La première demande, déposée en 1987, mettait en lumière certains éléments

de droit international. En tout premier lieu figurait la preuve relative aux violations

flagrantes de la Convention de Genève par les Japonais, envers les anciens

combattants de Hong Kong, dans les camps de prisonniers. Violations dûment

énumérées, en listes détaillées, quand elles furent examinées lors des procès

pour crimes de guerre, en 1946.

En outre, on y invoquait les crimes de guerre, les crimes contre l'humanité, le

principe des violations flagrantes des droits de l'homme, et on y formulait une

demande d'indemnisation relative au concept de travail forcé, lequel, dans le

contexte des camps japonais de prisonniers, relevait des Normes internationales

du travail et, très certainement, de la Convention de Genève elle-même.

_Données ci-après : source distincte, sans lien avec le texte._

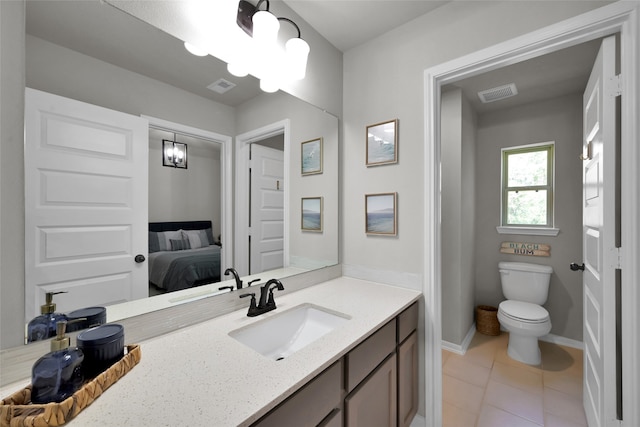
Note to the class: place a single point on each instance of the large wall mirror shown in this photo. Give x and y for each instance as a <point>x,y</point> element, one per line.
<point>97,54</point>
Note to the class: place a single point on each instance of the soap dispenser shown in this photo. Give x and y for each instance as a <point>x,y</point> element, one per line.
<point>44,326</point>
<point>58,374</point>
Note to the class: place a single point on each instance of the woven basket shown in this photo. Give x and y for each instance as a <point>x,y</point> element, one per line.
<point>18,411</point>
<point>487,320</point>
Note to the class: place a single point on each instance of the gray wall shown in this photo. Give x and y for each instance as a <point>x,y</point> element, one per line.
<point>168,200</point>
<point>307,122</point>
<point>558,120</point>
<point>11,172</point>
<point>394,88</point>
<point>458,135</point>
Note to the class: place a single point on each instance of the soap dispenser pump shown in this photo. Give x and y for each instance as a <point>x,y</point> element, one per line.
<point>44,326</point>
<point>58,374</point>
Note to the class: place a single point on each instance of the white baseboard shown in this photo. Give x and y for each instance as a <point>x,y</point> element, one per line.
<point>460,349</point>
<point>418,421</point>
<point>568,342</point>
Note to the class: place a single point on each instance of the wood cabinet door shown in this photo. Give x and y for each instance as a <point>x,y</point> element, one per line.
<point>408,380</point>
<point>374,402</point>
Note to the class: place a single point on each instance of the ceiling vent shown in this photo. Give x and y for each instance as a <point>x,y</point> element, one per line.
<point>221,86</point>
<point>498,93</point>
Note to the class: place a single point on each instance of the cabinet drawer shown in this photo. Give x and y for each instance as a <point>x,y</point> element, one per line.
<point>363,359</point>
<point>311,404</point>
<point>408,380</point>
<point>407,322</point>
<point>373,403</point>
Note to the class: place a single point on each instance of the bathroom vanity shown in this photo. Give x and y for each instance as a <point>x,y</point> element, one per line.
<point>365,368</point>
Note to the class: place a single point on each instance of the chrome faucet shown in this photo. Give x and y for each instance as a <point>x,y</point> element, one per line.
<point>235,275</point>
<point>267,301</point>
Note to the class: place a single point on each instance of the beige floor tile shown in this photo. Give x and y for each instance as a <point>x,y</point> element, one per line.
<point>453,416</point>
<point>564,406</point>
<point>488,385</point>
<point>482,349</point>
<point>459,367</point>
<point>490,416</point>
<point>551,420</point>
<point>515,401</point>
<point>515,376</point>
<point>558,358</point>
<point>461,394</point>
<point>566,382</point>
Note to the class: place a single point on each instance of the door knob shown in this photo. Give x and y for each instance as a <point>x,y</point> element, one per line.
<point>575,267</point>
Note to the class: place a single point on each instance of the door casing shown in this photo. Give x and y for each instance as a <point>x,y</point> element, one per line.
<point>241,223</point>
<point>619,17</point>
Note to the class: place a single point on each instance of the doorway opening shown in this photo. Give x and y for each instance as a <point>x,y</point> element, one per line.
<point>605,21</point>
<point>274,191</point>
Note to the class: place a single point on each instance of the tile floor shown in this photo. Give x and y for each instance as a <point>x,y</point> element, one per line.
<point>486,388</point>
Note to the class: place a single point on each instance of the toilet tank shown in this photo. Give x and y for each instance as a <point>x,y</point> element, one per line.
<point>526,282</point>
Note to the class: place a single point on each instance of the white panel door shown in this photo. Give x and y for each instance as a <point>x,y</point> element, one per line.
<point>86,203</point>
<point>599,217</point>
<point>267,209</point>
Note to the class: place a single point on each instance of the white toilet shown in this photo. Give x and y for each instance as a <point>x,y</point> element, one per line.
<point>526,287</point>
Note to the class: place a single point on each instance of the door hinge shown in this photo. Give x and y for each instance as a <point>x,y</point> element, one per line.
<point>615,86</point>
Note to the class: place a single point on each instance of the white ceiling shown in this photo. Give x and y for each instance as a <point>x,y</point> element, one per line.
<point>97,29</point>
<point>349,23</point>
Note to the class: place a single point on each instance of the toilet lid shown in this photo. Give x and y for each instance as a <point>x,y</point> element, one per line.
<point>524,311</point>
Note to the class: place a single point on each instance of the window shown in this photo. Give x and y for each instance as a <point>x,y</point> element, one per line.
<point>527,186</point>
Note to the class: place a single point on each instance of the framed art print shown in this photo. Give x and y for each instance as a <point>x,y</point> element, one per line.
<point>311,152</point>
<point>380,213</point>
<point>311,210</point>
<point>382,143</point>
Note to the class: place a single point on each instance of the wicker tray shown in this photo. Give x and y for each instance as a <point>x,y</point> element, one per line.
<point>487,320</point>
<point>18,411</point>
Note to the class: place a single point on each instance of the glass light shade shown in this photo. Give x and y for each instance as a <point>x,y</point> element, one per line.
<point>238,68</point>
<point>265,27</point>
<point>195,50</point>
<point>269,85</point>
<point>296,51</point>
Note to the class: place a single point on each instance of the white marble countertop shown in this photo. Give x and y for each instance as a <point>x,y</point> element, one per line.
<point>201,376</point>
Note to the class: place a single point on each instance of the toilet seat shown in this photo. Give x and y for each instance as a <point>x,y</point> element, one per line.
<point>524,312</point>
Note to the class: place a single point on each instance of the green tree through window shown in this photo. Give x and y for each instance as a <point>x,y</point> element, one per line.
<point>527,186</point>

Lors de notre première comparution devant la Commission des droits de

l'homme, nous avons travaillé en étroite collaboration avec des organisations non

gouvernementales de premier plan, telles que la Commission internationale des

juristes, celle des professionnels de la santé et le Comité international de la

Croix-Rouge. Ces organisations avaient le statut d’ONG auprès de la

Commission des droits de l'homme à Genève et nous avons vite compris qu'il

nous serait très utile d'acquérir ce statut afin de poursuivre nos revendications à

tous les niveaux de procédure de la Commission des droits de l'homme aux

Nations Unies.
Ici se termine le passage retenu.